Golf doesn't make grief smaller. But for a brief moment after winning that championship, Don felt like she was still with him.
Roughly 15 years ago, when the yips, involuntary muscle spasms, arrived and dismantled his game, Don realized getting through it required less of a mechanical fix and more of a perspective shift.
"I was putting way too much pressure on myself. A lot of times you get stuck thinking that golf defines who you are and it really doesn't. Golf's just a game you play. My mantra became: it's only golf. And then I relaxed, and all of a sudden you can make a decent smooth stroke again," Don says.
The Senior Tour, with its friendlier competitive atmosphere, has given him the right environment to practice that.
"It gets back to controlling your emotions. On the Senior Tour, people aren't as fired up about shooting their personal best every time,” Don shares. “They just hope to have a good round and enjoy the company of the guys they're with."
Cherrey has played almost 90% of Senior Tour events since joining back in 2016. He now competes in the Masters division.
The tour pulls players from across the state, longtime competitors and first-timers alike. The handicap system levels the field, the courses are strong, and the culture is welcoming.
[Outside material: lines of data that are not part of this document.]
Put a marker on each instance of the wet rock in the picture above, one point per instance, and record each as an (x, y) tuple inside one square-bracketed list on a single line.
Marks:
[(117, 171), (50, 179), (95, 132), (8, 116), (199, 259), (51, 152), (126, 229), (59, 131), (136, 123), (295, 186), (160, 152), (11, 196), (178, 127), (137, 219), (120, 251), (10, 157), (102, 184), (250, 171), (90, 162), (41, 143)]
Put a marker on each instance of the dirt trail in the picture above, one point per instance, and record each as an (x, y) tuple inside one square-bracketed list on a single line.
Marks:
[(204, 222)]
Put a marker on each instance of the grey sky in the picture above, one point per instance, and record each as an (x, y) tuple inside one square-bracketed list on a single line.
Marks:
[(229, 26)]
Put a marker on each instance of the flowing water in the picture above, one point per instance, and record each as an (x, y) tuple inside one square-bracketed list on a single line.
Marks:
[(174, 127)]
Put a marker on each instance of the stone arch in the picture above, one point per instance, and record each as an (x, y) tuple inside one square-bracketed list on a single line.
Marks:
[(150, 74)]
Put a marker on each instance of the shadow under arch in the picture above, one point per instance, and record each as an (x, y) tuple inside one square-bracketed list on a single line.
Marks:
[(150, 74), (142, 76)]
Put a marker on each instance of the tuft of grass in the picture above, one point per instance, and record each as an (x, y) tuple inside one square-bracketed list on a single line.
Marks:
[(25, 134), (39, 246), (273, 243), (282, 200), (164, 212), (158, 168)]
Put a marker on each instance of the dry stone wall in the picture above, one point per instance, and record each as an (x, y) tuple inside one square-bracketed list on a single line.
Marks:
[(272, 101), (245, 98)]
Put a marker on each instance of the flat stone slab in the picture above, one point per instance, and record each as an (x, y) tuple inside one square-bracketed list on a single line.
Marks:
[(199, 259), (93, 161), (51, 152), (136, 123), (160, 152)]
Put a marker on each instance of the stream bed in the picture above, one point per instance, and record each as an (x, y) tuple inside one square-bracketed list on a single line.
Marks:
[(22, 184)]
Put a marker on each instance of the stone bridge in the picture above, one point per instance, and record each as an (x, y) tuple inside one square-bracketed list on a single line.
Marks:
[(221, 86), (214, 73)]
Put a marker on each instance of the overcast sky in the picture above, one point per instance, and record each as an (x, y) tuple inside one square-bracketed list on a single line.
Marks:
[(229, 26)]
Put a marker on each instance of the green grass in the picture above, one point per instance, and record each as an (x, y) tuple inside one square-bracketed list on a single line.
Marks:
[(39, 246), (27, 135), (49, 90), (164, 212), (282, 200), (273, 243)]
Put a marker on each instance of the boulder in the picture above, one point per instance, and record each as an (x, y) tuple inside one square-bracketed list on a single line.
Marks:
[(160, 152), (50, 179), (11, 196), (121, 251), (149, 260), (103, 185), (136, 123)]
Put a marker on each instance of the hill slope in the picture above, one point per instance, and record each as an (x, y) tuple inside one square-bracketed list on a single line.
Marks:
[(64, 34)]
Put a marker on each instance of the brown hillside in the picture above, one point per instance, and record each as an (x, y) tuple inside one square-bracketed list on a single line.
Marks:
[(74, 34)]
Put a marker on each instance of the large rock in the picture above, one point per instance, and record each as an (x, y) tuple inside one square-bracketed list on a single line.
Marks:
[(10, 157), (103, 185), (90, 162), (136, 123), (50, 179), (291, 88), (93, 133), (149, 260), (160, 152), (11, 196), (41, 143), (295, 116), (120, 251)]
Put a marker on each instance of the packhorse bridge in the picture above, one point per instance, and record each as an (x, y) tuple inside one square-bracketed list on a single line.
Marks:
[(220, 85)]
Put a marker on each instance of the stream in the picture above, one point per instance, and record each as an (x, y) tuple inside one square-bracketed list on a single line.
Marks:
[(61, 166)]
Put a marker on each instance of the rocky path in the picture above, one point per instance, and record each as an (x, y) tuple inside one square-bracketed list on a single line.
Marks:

For anyone curious about competitive golf but unsure if they belong, Cherrey says, "You get to play good golf courses and meet good guys. It's hard to beat."
He also points to representing Minnesota in the Minnesota-Wisconsin Challenge Cup — the state won in 2025 for the first time in about a decade — as one of the highlights of his time with the MGA. He shares his thank you for the MGA staff and for what the tour has given him since retirement.
As Arnold Palmer once put it, golf is deceptively simple and endlessly complicated. Cherrey has lived that fully and he plans to keep doing so.